Palavras, expressões e algumas irritações: resiliência

Na Física, “resiliência” significa “propriedade de um corpo de recuperar a sua forma original após sofrer choque ou deformação”. Transpondo para os comportamentos humanos, pode traduzir-se por “capacidade de superar adversidades”. Ainda assim, nunca se regressa à “forma original”

Foi a palavra mais procurada no dicionário online da Priberam nos anos de 2014, 2015 e 2016, considerando as buscas por falantes de português a partir de vários países. “Resiliência” voltou recentemente a ter protagonismo por declarações de Constança Urbano de Sousa depois dos incêndios do fim-de-semana passado.

Na segunda-feira, quando ainda ocupava o cargo de ministra da Administração Interna, disse: “As comunidades têm de se tornar mais resilientes às catástrofes. Infelizmente numa era de alterações climáticas que estamos a viver, as catástrofes de grande dimensão são uma realidade por todo o mundo.”

Na Física, “resiliência” significa “propriedade de um corpo de recuperar a sua forma original após sofrer choque ou deformação” e “capacidade de resistência de um material ao choque”.

Transpondo para os comportamentos humanos, pode traduzir-se por “capacidade de superar, de recuperar de adversidades”. Ainda assim, nunca se regressa à “forma original”. Vem à memória o exercício a que alguns professores recorrem para falar de bullying aos jovens. Pedem-lhes que amarrotem uma folha de papel e a atirem para o chão. Depois, recolhem-na, desdobram-na e tentam alisá-la. Perguntam então se lhes parece que a folha alguma vez será como antes.

A reacção mais certeira que encontrámos às declarações da ex-ministra veio de Helena Roseta: “Quando as pessoas desamparadas, um pouco por todo o Norte e Centro do país, tentavam apagar as chamas com baldes e enxadas e acabavam a chorar os seus mortos, não se pode dizer-lhes que sejam resilientes.”

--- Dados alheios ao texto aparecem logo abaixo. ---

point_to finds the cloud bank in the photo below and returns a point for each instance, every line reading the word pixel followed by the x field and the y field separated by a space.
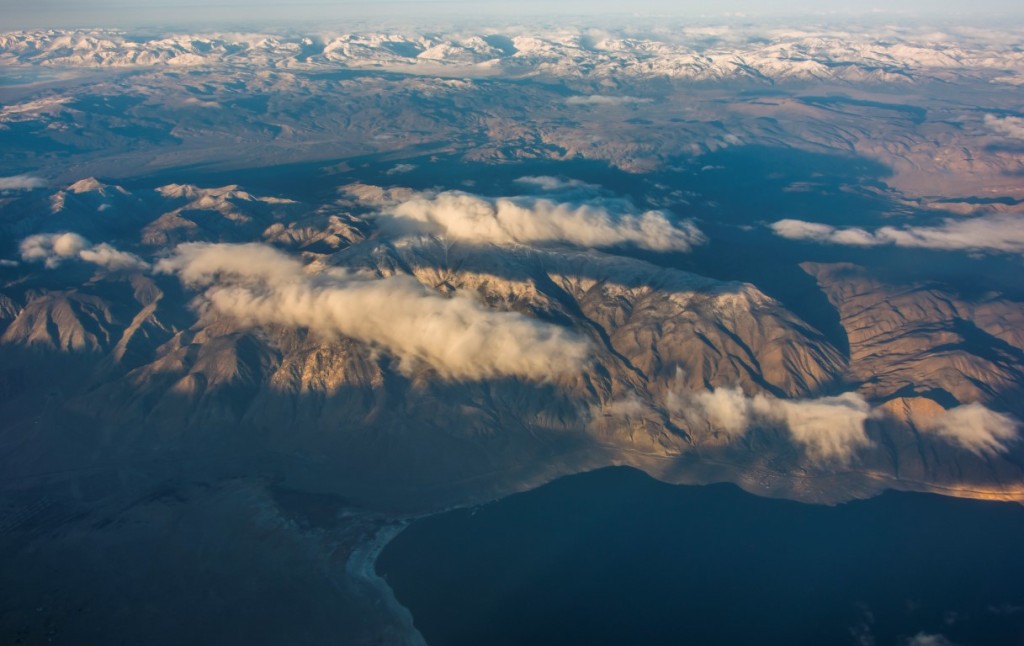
pixel 605 99
pixel 1001 232
pixel 53 249
pixel 975 428
pixel 20 182
pixel 828 429
pixel 833 428
pixel 530 220
pixel 461 339
pixel 1012 127
pixel 546 182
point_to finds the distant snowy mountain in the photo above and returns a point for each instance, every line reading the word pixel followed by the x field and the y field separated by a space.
pixel 780 55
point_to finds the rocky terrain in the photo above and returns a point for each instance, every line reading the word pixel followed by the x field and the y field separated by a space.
pixel 265 297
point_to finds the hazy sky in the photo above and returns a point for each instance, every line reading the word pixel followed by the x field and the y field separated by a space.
pixel 43 13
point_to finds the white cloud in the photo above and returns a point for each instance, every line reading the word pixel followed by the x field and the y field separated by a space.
pixel 1001 232
pixel 829 429
pixel 53 249
pixel 1012 127
pixel 546 182
pixel 20 182
pixel 459 337
pixel 604 99
pixel 527 220
pixel 926 639
pixel 401 168
pixel 975 428
pixel 833 428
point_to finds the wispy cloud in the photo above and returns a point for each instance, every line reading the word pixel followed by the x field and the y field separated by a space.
pixel 460 338
pixel 605 99
pixel 829 429
pixel 20 182
pixel 53 249
pixel 975 428
pixel 546 182
pixel 929 639
pixel 833 428
pixel 531 220
pixel 1012 127
pixel 1003 232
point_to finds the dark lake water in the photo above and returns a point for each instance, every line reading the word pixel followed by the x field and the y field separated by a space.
pixel 615 557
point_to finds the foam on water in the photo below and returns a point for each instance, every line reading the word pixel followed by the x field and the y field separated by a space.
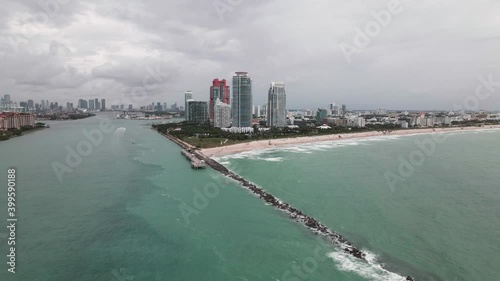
pixel 370 269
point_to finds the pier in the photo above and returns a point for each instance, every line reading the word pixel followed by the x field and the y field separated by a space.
pixel 314 225
pixel 196 163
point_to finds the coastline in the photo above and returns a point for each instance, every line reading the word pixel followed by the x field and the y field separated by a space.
pixel 309 222
pixel 24 133
pixel 268 144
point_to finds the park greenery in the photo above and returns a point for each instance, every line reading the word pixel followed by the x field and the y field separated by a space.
pixel 7 134
pixel 206 136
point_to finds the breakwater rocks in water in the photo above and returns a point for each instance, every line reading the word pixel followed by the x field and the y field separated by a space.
pixel 311 223
pixel 297 215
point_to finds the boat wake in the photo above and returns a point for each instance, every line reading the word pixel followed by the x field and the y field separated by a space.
pixel 371 269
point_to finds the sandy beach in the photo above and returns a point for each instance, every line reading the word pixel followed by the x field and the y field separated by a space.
pixel 265 144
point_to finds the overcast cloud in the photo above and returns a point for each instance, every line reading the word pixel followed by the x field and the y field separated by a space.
pixel 429 56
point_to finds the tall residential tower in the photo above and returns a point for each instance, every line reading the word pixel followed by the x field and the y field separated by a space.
pixel 219 90
pixel 276 105
pixel 241 103
pixel 188 95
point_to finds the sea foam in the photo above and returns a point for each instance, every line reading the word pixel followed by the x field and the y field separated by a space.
pixel 369 269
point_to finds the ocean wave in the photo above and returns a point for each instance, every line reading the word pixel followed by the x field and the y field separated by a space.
pixel 369 269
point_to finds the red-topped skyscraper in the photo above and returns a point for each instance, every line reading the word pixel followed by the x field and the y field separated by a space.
pixel 219 90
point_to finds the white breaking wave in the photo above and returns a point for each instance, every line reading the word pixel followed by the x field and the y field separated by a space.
pixel 120 131
pixel 370 269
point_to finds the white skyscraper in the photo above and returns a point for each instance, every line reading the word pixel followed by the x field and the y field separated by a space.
pixel 222 114
pixel 188 95
pixel 276 105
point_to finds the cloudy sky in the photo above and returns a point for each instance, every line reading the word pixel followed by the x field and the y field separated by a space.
pixel 428 55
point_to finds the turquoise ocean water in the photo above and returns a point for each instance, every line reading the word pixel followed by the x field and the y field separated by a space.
pixel 134 210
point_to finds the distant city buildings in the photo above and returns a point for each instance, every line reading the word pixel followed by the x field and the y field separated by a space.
pixel 14 120
pixel 276 105
pixel 321 115
pixel 222 114
pixel 218 91
pixel 241 103
pixel 197 111
pixel 188 95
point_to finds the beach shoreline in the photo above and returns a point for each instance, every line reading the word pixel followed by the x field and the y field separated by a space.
pixel 268 144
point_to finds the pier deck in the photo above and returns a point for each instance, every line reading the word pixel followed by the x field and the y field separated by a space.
pixel 196 163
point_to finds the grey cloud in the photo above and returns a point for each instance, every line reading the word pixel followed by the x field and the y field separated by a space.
pixel 429 56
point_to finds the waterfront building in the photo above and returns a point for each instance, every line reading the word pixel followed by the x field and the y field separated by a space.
pixel 321 114
pixel 276 105
pixel 12 120
pixel 218 91
pixel 188 95
pixel 222 114
pixel 197 111
pixel 241 103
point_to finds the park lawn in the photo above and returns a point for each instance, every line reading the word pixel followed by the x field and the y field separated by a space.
pixel 211 142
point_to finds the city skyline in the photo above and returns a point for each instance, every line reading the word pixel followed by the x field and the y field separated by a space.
pixel 410 64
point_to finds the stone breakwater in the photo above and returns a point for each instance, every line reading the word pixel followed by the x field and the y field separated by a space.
pixel 311 223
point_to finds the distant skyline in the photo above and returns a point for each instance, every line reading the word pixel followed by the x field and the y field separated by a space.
pixel 429 56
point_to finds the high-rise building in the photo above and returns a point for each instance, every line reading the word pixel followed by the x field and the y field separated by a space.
pixel 218 91
pixel 276 105
pixel 321 114
pixel 222 114
pixel 264 110
pixel 188 95
pixel 241 103
pixel 197 111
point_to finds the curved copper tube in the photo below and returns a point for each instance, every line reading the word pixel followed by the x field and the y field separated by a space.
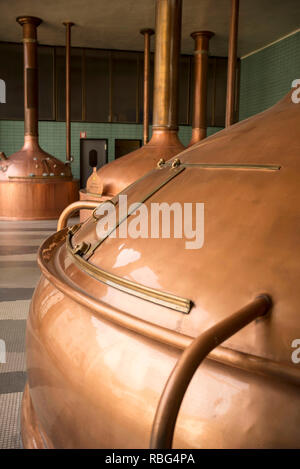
pixel 67 212
pixel 179 379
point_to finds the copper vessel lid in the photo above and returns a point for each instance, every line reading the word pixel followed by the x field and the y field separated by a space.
pixel 32 163
pixel 247 176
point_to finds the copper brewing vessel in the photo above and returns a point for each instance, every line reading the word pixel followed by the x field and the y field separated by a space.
pixel 33 184
pixel 199 125
pixel 164 142
pixel 111 317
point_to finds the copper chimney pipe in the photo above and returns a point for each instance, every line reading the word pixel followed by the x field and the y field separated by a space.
pixel 30 24
pixel 201 39
pixel 68 26
pixel 232 56
pixel 147 33
pixel 167 50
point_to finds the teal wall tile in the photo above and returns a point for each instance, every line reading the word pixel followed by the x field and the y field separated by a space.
pixel 267 75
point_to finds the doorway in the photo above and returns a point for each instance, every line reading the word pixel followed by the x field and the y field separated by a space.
pixel 86 145
pixel 124 146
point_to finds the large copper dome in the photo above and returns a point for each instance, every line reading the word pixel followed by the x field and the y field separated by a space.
pixel 110 316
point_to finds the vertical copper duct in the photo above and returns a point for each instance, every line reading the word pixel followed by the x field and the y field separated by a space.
pixel 68 26
pixel 200 79
pixel 167 50
pixel 232 56
pixel 30 24
pixel 146 33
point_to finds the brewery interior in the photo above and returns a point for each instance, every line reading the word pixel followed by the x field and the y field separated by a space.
pixel 94 96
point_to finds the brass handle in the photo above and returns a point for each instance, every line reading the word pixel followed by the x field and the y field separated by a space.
pixel 181 375
pixel 67 212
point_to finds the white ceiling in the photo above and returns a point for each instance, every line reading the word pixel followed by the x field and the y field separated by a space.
pixel 115 24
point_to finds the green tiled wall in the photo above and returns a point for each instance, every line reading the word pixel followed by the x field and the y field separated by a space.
pixel 53 137
pixel 266 76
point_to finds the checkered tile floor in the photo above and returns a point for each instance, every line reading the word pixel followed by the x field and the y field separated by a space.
pixel 19 273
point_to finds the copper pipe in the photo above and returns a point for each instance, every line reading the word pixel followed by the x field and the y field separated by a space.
pixel 167 50
pixel 68 26
pixel 200 94
pixel 147 33
pixel 179 379
pixel 30 24
pixel 72 208
pixel 232 57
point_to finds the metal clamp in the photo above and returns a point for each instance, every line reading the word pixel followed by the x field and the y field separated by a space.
pixel 70 209
pixel 181 375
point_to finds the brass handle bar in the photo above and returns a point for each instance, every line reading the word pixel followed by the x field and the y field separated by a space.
pixel 181 375
pixel 67 212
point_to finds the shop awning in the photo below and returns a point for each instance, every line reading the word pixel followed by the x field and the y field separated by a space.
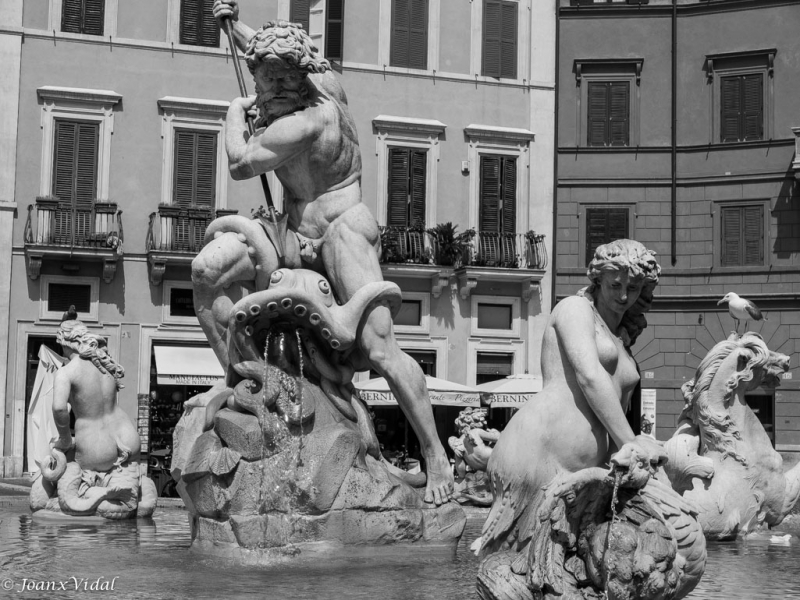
pixel 512 391
pixel 187 365
pixel 442 393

Também o secretário de Estado da Administração Interna, Jorge Gomes, foi infeliz e insensível nas declarações à SIC Notícias, afirmando que não podemos ficar “à espera que apareçam os bombeiros e que apareçam os aviões para nos resolverem o problema”.

Disse ainda que as comunidades têm de ser “proactivas” — uma palavrinha irritante que fica para explorarmos noutro dia. Quando os motivos forem menos tristes.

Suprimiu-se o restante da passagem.